Monday, October 25, 2010

Macro and the non-economist

After playing tennis with a non-economist friend yesterday, he asked me how can macro have two completely different schools of thought which seem to differ even on the basics. I told him that, at the op-ed level, macro had a lot of ideology and politics in it and there were more than two schools of thought!

He then asked how it could be the case that when people look at the same data, they don't arrive at the anything near the same conclusion. He said that it was irritating and frustrating to see constant disagreement by economists over macro issues

I told him two things.

First, there isn't really that much data! Since world war two we are working on what, our 10th business cycle?

Second, macro is largely a non-experimental science thus causation was a b*&#ch to figure out and counterfactuals were in short supply.

I also told him that op-ed level macro wasn't generally serious academic macro (though some of it is).

And he asked me what serious academic macro had done vis a vis predicting the meltdown.

I told him, "very little".

I then told him macro forecasters are like weatherpeople, the worse we do and the worse things get, the more they are in demand. I don't think he was too impressed.

I don't fault modern macro for not predicting the financial meltdown; to me thats a borderline silly complaint.

I do think though that op-ed level macro is often not doing the profession any favors in its quest to be viewed as a science.

5 comments:

piefarmer said...

I think it's also tough for folks to understand that even when some economists seem to get macro outcomes correct, the timing is up for grabs (e.g., housing recession)

BadgerDave said...

"I don't fault modern macro for not predicting the financial meltdown; to me thats a borderline silly complaint."

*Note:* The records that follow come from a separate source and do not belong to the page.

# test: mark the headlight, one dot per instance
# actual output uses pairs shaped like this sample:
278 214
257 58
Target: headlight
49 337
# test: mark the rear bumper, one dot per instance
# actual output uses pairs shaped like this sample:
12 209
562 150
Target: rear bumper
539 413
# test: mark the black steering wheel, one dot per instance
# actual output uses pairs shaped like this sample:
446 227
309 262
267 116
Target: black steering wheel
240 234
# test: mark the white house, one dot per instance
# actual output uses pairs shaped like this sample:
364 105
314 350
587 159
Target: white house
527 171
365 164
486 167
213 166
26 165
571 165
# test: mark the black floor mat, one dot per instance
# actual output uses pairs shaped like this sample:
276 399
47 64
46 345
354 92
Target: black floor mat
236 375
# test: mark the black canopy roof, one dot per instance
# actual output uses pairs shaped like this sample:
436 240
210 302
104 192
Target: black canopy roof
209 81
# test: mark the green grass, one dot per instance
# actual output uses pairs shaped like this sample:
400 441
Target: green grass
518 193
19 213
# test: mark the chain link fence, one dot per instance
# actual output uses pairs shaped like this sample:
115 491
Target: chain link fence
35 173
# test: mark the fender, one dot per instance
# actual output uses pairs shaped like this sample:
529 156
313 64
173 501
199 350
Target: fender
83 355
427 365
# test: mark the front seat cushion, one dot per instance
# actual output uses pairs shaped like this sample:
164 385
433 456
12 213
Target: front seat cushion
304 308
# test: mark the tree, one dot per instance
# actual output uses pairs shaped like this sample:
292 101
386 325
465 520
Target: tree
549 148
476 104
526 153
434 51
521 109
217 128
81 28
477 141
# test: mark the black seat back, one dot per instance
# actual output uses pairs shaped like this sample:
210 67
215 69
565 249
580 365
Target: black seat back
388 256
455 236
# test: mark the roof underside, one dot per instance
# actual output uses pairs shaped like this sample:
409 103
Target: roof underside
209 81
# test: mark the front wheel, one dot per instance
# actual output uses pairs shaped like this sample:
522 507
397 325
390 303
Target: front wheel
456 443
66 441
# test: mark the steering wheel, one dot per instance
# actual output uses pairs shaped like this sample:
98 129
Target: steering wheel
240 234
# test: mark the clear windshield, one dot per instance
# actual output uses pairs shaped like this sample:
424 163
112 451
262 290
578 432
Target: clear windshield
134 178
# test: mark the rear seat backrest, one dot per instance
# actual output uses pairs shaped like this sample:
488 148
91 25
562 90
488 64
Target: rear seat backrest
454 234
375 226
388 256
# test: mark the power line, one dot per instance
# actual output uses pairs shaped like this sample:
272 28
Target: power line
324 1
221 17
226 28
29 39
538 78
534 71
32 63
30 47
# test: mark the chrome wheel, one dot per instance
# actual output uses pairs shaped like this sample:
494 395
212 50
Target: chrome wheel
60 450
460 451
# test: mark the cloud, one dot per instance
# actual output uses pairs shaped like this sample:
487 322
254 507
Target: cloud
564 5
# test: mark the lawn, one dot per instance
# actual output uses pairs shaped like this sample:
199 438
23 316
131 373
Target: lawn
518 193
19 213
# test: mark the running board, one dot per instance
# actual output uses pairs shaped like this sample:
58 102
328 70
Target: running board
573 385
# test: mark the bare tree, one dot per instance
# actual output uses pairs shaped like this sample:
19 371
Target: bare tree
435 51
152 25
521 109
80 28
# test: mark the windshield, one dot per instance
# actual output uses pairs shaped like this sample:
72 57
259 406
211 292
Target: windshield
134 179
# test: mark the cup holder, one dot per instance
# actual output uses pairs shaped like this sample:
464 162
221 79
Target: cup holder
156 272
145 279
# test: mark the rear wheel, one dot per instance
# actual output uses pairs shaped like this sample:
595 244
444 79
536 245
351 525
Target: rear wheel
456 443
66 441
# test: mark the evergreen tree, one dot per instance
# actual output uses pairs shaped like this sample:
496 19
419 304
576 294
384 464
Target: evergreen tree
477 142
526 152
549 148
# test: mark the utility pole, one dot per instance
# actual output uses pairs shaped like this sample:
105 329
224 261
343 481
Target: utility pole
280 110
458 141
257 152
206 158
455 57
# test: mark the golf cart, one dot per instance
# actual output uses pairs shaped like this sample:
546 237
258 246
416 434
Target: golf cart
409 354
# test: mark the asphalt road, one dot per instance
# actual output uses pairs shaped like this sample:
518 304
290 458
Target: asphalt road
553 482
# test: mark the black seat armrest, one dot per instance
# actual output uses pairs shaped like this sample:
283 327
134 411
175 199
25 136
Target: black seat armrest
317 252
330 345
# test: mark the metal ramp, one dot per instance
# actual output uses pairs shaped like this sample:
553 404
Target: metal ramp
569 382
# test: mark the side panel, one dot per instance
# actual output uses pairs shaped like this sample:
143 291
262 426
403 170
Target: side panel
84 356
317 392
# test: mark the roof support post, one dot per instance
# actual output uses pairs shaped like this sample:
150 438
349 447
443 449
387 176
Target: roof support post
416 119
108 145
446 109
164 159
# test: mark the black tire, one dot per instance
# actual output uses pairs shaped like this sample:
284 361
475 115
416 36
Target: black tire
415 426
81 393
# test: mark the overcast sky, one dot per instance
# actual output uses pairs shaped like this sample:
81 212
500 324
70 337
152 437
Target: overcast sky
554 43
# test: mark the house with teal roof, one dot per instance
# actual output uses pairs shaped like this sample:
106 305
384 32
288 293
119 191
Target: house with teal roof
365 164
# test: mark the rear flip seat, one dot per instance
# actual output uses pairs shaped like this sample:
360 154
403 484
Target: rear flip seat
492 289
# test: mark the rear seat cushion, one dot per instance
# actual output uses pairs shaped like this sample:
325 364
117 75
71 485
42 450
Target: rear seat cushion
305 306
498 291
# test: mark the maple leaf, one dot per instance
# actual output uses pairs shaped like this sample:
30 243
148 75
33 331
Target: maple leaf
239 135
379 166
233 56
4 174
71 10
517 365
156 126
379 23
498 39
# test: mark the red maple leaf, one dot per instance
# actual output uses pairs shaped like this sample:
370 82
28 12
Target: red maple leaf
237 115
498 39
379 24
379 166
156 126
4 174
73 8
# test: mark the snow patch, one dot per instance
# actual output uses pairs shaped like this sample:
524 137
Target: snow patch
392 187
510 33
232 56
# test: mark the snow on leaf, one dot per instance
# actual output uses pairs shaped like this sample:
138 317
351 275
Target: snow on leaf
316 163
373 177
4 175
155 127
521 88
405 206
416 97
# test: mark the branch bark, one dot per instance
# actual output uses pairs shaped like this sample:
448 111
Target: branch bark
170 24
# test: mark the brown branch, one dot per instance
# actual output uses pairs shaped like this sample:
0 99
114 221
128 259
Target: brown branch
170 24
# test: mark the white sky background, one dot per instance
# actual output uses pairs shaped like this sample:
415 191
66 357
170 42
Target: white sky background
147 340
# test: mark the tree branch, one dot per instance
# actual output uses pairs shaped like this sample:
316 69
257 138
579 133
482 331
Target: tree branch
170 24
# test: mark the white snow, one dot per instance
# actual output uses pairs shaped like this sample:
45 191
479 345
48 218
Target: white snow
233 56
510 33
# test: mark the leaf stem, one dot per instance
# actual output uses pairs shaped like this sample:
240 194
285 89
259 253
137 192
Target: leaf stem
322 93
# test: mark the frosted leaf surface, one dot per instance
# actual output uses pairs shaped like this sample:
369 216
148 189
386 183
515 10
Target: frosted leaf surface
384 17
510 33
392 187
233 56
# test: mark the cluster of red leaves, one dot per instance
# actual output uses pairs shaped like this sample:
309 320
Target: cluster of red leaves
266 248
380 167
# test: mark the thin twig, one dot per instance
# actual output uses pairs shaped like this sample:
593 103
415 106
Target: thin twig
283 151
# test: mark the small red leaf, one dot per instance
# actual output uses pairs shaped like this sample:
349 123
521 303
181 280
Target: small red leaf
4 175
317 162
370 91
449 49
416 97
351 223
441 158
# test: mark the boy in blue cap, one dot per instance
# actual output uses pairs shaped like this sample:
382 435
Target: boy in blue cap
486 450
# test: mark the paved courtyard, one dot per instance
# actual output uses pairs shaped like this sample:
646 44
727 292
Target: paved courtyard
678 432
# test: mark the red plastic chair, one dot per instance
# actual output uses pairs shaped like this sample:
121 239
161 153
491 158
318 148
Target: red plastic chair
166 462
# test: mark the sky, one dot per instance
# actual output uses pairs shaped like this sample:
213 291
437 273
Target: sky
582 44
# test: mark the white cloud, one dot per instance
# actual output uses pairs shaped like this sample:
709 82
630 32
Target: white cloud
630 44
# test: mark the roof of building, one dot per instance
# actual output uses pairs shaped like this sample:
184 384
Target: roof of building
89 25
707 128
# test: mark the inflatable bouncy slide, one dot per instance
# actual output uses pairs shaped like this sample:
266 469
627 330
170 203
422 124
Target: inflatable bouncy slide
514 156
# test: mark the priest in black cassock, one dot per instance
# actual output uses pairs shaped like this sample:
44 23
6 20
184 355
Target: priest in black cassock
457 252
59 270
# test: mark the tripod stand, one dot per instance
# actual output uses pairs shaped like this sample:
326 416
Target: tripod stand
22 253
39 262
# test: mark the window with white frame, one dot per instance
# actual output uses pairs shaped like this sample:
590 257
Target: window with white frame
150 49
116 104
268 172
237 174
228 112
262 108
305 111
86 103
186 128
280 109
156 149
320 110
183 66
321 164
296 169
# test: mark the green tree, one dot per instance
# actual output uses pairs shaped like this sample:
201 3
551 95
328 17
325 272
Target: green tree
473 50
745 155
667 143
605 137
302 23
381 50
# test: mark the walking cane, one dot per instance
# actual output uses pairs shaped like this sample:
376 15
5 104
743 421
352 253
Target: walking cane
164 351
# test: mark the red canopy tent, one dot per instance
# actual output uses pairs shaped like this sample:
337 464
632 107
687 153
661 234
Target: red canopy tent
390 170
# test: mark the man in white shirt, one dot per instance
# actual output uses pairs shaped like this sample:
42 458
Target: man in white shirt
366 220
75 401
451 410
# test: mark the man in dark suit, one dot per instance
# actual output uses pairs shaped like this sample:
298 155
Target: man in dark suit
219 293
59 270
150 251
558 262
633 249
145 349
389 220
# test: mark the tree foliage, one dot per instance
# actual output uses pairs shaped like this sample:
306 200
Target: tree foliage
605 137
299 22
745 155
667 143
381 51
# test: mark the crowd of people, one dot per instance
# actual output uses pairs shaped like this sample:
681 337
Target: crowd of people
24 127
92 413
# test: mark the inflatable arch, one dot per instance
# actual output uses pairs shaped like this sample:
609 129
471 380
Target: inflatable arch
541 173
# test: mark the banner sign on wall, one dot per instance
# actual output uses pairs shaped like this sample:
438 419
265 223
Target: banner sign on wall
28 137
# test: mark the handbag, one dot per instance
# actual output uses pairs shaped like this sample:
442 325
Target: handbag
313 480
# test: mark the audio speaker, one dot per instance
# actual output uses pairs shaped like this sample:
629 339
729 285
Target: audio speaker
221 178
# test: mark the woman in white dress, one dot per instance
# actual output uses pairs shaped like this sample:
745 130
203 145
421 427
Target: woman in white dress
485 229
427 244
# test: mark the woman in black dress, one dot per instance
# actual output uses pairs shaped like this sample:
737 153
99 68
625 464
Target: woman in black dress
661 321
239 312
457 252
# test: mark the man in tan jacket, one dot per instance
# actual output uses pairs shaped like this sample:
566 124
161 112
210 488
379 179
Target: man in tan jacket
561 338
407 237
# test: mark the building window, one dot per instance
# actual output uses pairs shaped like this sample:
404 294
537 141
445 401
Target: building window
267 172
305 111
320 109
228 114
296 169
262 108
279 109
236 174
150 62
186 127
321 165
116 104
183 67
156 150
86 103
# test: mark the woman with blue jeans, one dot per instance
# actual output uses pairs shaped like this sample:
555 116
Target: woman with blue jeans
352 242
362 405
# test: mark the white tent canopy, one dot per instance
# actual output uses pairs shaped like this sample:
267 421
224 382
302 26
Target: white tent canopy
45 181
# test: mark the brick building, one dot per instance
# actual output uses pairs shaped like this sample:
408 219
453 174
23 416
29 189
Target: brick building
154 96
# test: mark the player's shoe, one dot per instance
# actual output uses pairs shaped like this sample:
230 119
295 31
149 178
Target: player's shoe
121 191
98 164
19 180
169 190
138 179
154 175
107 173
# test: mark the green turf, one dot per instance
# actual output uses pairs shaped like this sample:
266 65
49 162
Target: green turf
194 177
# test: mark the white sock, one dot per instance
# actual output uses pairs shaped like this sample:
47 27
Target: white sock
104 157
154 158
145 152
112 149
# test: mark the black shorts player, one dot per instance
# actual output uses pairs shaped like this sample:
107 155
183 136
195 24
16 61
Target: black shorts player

Why? What good is any method of prediction if it misses all of the big stuff? This seems like a weatherman missing an entire hurricane. It is irresponsible to make any prediction at all if you miss something this large, with people's livelihood, savings, and retirement funds at stake. That's a completely valid complaint rather than "borderline silly".

Angus said...

BD: I'd say it is much more like trying to predict an earthquake than a hurricane. People could and did predict that house prices were a bubble and could burst, but given that it had never happened before (or only once before in the 1930s) and was a result of new and exotic financial instruments, I don't see how any model could have predicted the extent of the meltdown that ensued.

Anonymous said...

I really think it is macro's desire to be considered a true science that turns people off. The idea's of economists like keynes, that we can create policy to get social justice has a lot of draw for noneconomist who don't understand that we are not able to get close to knowing all possible outcomes. I say this as an undergrad student in financial econ. My opinion is that any macroeconomist of any moral fiber should spend his working life attemping to gather as much data as possible, and stand on a soapbox screaming to the public, don't play with policy, we don't know the outcome!
Jayson

Anonymous said...

But, if it were not for "playing with policy," then what would a macroeconomist do? What's the use in gathering all the data?